House Subcommittee on Elections Should Consider Different Legislation to Combat Disinformation
The U.S. House Administration Subcommittee on Elections recently held a hearing on “How Disinformation Damages American Democracy.” The hearing explored how the impact and spread of Mis-, Dis- and Mal- information (MDM) has increased in recent years and threatens election integrity. Spreading false information causes confusion and skepticism, which leads citizens to distrust election procedures and question the validity of election outcomes.

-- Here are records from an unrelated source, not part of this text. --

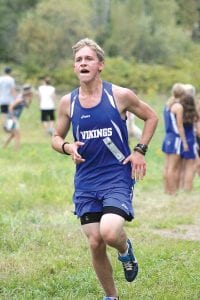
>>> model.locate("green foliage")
[0,94,200,300]
[17,0,93,72]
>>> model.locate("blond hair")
[72,38,105,61]
[184,83,196,97]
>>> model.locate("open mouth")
[80,69,89,74]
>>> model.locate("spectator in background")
[180,84,200,191]
[0,67,16,125]
[38,77,56,135]
[195,100,200,176]
[162,83,189,194]
[3,84,33,150]
[180,91,198,191]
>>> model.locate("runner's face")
[74,46,104,82]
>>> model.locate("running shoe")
[118,240,138,282]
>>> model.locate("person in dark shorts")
[52,38,158,300]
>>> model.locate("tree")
[17,0,94,70]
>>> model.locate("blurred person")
[180,94,199,191]
[52,38,158,300]
[3,84,33,150]
[0,67,16,125]
[38,77,56,135]
[162,83,189,194]
[183,84,200,176]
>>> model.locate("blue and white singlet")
[71,81,134,191]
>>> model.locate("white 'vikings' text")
[80,128,112,140]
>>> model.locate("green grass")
[0,95,200,300]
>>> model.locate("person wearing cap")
[0,67,16,124]
[3,84,33,150]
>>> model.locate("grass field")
[0,97,200,300]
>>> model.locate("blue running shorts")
[162,133,181,155]
[73,188,134,221]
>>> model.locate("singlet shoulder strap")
[103,81,117,108]
[70,88,79,118]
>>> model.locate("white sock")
[119,243,129,256]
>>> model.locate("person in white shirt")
[38,77,56,135]
[0,67,16,124]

Conspiracy theories follow almost every election. Whether it’s President Donald J. Trump’s claims about mail balloting fraud in the 2020 election, implications about what led to Stacey Abrams’ defeat in the 2018 Georgia gubernatorial race, or allegations of millions of illegal votes and Russian interference in voting machines in the 2016 presidential race, conspiracy theories offer an alternative explanation for those who believe their candidate simply couldn’t be beat. Compounding the problem, one study recently found that such false information spreads faster than correct information on Twitter.
Some conspiracies become so pervasive that they can impact the certification of elections, as was the case in New Mexico earlier this year. In a recent election, Otero County commissioners refused to certify results because they believed Donald Trump’s unsubstantiated claims that the Dominion voting machines could not be trusted. The New Mexico Supreme Court ultimately had to intervene and order certification.

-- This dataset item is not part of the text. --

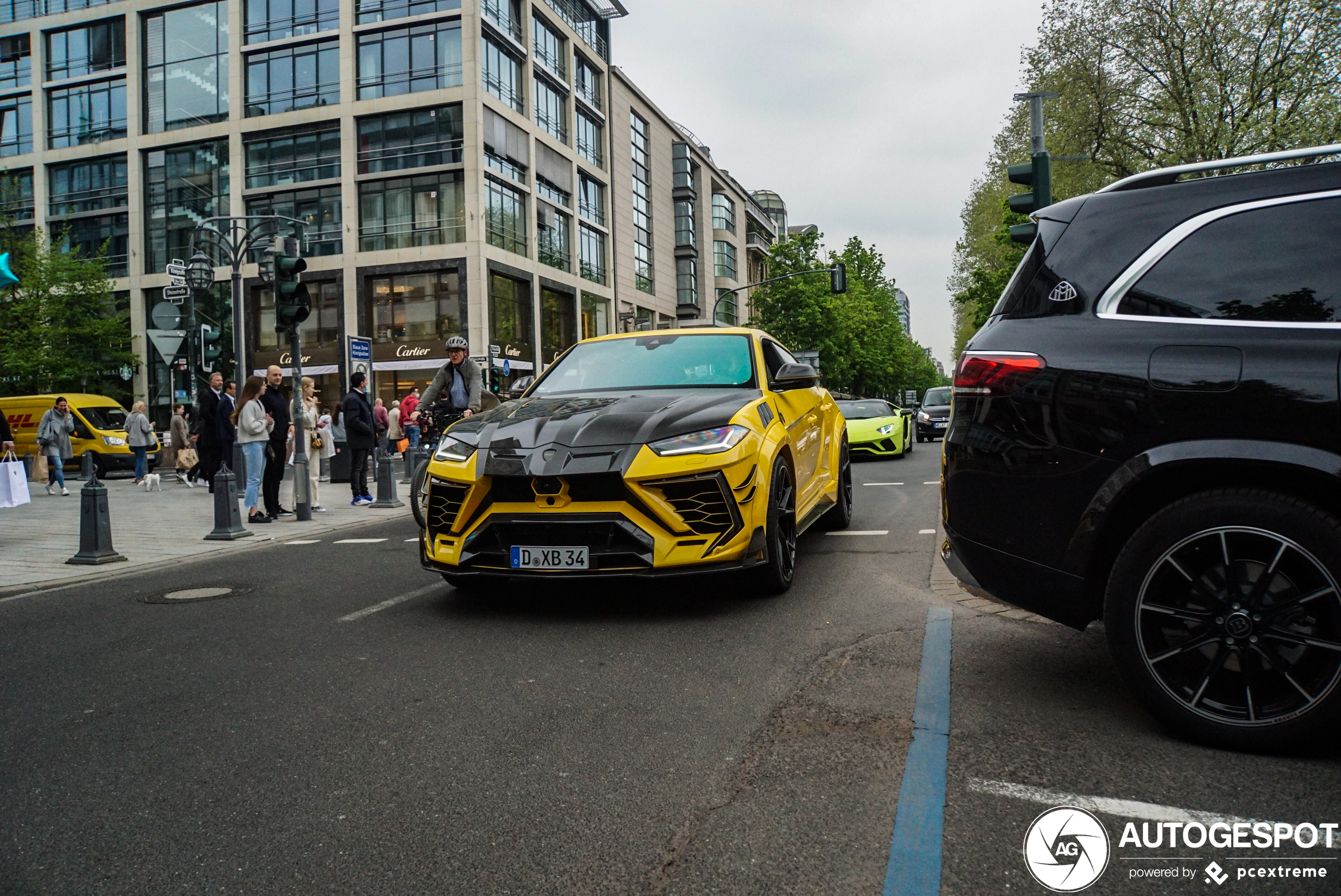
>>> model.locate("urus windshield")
[531,333,755,395]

While the committee concurs that MDM must be addressed, the path to do so remains contentious. Democrats called for the passage of legislation like H.R. 1 and the John Lewis Voting Rights Act, which contain provisions to stop the spread of MDM. Meanwhile, Republicans said these bills actually police speech in a way that infringes on free speech rights.
While it is true that steps must be taken to provide timely and accurate information from reliable sources to combat MDM, the proposed legislation is not the answer. Legislation should not threaten speech, and control over elections should be held in the hands of local, nonpartisan officials. Luckily, there are other potential solutions.
Simplifying the Voter Registration Process
One important step is simplifying the voter registration process and maintaining accurate voter rolls through updates at regular intervals. Accurate voter rolls ensure that ballots are only given to and cast by those who are registered and eligible to vote in a particular jurisdiction. This can help debunk any claims about casting multiple ballots in different jurisdictions.
Online registration portals and coordination between government agencies that update information after interacting with a voter can make it easier for voters to create and update their registration. Afterwards, regular list maintenance is crucial to ensuring that voters are registered in the right place and only those registered in the right place are casting ballots.
Creating Robust, Secure Voting Options
A second step would be to allow robust, secure voting options. Americans support both early voting and voter identification laws. Providing alternatives to in-person Election Day voting allows voters to participate in a way that best accommodates them and ensures their voice is heard. Providing free voter identification instills a sense of security in the process for everyone.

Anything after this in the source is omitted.